Uno viene a esta obra a descubrir qué es lo que ocurre y apreciar la forma en que se despliega la historia. Lingüísticamente la narrativa se vuelve práctica, funcional, puntual, busca revelar más que encantar Más que un estilista del lenguaje, Méndez Limbrick es un maestro estructural No encuentro en nuestra escena narrativa contemporánea un narrador que maneje estos complejos andamiajes conceptuales a la hora de contar la historia. En este sentido, su propuesta moderniza el escenario y propone otras alternativas para manejar el realismo, donde el ojo múltiple de voces se centra exclusivamente en escenarios marginales, en submundos, los cuales no son vistos como transitorios sino como definitivos. No en balde esta es la tercera obra de una trilogía.

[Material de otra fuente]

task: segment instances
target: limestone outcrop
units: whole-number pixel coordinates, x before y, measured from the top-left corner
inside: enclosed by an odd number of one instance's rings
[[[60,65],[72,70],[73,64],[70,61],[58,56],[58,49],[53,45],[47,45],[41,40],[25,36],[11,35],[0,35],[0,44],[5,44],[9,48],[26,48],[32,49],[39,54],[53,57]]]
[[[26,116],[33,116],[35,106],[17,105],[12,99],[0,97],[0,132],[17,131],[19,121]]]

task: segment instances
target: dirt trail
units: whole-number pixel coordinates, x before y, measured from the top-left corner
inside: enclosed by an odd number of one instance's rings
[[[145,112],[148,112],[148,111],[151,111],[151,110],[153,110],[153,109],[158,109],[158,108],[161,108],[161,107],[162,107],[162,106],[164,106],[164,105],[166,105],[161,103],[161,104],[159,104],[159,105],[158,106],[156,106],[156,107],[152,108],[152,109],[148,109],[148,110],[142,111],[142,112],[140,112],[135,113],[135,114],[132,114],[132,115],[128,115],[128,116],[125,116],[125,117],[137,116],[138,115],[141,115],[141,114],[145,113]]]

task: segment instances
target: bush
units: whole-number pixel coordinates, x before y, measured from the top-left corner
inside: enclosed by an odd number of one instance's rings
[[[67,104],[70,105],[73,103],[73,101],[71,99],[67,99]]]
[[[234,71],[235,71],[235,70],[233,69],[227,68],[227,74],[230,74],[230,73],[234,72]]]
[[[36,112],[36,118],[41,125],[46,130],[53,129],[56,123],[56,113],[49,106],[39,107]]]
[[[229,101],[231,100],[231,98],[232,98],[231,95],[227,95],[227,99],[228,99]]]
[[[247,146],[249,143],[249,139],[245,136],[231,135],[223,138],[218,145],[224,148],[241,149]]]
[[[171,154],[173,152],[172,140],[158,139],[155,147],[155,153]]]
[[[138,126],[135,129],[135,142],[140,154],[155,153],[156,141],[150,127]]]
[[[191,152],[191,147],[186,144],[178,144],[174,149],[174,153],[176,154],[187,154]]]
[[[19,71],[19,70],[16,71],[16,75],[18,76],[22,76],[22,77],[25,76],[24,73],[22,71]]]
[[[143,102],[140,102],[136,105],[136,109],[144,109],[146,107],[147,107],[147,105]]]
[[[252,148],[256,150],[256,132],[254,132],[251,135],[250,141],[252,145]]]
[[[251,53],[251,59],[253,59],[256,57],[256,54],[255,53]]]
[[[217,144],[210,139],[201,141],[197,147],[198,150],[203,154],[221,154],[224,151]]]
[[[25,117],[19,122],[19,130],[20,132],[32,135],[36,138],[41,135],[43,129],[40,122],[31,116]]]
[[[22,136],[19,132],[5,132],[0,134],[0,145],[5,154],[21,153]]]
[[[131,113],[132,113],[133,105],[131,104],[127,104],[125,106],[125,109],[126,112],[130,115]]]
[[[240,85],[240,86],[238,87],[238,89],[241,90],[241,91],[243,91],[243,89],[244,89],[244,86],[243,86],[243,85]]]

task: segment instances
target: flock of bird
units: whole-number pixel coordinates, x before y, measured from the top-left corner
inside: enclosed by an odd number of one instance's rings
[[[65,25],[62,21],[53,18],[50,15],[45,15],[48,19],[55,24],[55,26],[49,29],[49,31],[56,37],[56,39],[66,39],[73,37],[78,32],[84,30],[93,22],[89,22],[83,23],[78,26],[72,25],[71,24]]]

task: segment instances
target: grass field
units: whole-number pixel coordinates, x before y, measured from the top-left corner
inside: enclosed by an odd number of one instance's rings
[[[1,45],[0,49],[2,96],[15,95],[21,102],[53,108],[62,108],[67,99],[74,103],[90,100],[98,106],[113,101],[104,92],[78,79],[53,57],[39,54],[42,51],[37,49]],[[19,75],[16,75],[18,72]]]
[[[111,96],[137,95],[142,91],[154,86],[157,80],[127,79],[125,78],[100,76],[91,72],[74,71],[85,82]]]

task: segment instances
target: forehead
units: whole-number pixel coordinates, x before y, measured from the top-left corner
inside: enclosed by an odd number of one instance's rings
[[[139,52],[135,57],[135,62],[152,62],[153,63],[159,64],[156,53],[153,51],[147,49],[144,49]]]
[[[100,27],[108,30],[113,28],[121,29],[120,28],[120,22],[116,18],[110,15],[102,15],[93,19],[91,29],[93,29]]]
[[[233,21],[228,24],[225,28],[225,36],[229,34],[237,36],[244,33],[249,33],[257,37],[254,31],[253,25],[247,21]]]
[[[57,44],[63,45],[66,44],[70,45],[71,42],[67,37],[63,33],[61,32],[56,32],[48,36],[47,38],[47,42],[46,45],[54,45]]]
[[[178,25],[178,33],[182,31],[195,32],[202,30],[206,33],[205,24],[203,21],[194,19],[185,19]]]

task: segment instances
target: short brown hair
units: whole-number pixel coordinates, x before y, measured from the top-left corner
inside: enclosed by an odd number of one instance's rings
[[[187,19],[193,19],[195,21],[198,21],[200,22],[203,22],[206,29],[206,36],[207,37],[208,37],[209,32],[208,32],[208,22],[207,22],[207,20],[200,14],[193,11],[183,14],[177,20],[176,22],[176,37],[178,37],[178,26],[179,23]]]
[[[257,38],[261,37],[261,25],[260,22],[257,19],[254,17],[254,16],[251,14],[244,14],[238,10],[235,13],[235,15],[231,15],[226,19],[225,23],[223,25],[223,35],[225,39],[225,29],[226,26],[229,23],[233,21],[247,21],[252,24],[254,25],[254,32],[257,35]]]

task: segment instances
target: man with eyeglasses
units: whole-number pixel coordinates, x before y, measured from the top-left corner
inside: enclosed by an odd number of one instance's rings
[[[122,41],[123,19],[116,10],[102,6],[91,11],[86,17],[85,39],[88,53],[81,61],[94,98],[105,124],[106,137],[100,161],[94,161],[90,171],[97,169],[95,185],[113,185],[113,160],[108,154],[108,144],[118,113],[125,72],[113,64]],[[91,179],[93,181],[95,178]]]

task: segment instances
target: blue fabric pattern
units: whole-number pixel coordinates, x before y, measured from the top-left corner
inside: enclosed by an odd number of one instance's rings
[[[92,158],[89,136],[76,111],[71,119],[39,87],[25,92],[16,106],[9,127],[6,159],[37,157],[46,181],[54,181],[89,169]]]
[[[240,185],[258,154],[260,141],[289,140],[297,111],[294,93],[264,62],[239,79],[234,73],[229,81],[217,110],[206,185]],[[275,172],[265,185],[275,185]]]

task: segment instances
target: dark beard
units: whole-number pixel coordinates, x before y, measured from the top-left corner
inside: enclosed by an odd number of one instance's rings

La novela ocurre en la periferia de la urbe, de una urbe sin personalidad alguna, salvo puntuales referencias geográficas que pudieran generar algún sentido de ubicación en los lectores familiarizados con la capital de San José de Costa Rica, donde gran parte de la novela se ubica. Pero estas referencias resultan truculentas, pues funcionan únicamente como referencias físicas que se divorcian radicalmente de sus referentes reales. Son escogencias del autor para ubicar en un tiempo y una geografía la historia, en el entendido que el relato funda en sí mismo su propia geografía y el tiempo discurre de manera yuxtapuesta, con constantes avances y retrocesos, retrocesos que incluso se devuelven hasta otros personajes y escenas de novelas previas a esta, que completa una trilogía a cuyas obras previas nos asomamos cautelosamente en pasajes del discurso narrativo que nos ocupa en esta ocasión.

Aunque hay una voz narrativa bastante protagónica, representada en Henry de Quincey abogado que posee suficiente información hacia atrás y hacia adelante y maneja los principales hilos narrativos, existen además una multiplicidad de voces menores que se combinan admirablemente para construir un mural polifónico que mantiene la dinámica y la movilidad del discurso narrativo. Habría sido importante que el Gran Archivero de la noche le ofreciera a la historia, como apéndice, un esquema de voces y locaciones significativas dentro de la totalidad del relato. Ello habría guiado mejor a los lectores sin duda que, en todo momento, deben mantenerse alerta ante los cambios de voces y escenarios narrativos. Habría sido un documento muy propio del perfil de este personaje y sus funciones dentro de la novela, como proveedor cercano de información al narrador De Quincey.

Varios hilos narrativos vinculados a personajes de la obra nos permiten armar un edificio de acontecimientos donde todo parece tener alguna importancia y al final descubrimos que lo que parece importante no es tal. Henry de Quincey, Lazarus Zapata Infante, El Gran Archivero de la Noche -un anciano de nombre Juan Fernández- el Mamulón Zúñiga, Rodolfo -monosabio-, todas voces -estas entre otras- con diferente graduación y presencia en el relato, que de pronto parecen arrojar luz a la totalidad de la historia para al final resultar todo, solo una ilusión, un extenso alegato abierto pero oscuro y sombrío a la vez.

No se recomienda buscar respuestas en esta obra, porque el relato no conduce a ninguna parte sino a la celebración del acto mismo de contar, en un ejercicio tan lúdico como perverso, que nos invita a mirar la descomposición social como un resultado a veces propio de nuestra naturaleza animal que, aunque disimulada con mármoles, togas y protocolos judiciales, se sale de control cada vez que bajamos hasta la cripta Spencer y nos ponemos a jugar de dioses, mientras decidimos quien vive y quién muere. Al final, en la obra leída, parece que descubrimos que los dioses no juegan a decidir quién vive y quién muere, sino que somos los mismos humanos quienes tomamos esas decisiones, amparados en falsas concepciones divinas. Porque, ¿qué es el mal? sino una manera de sentirnos bien, con o sin drogas, una manera de reconocer en lo perverso y lo oscuro una forma de vivir y morir.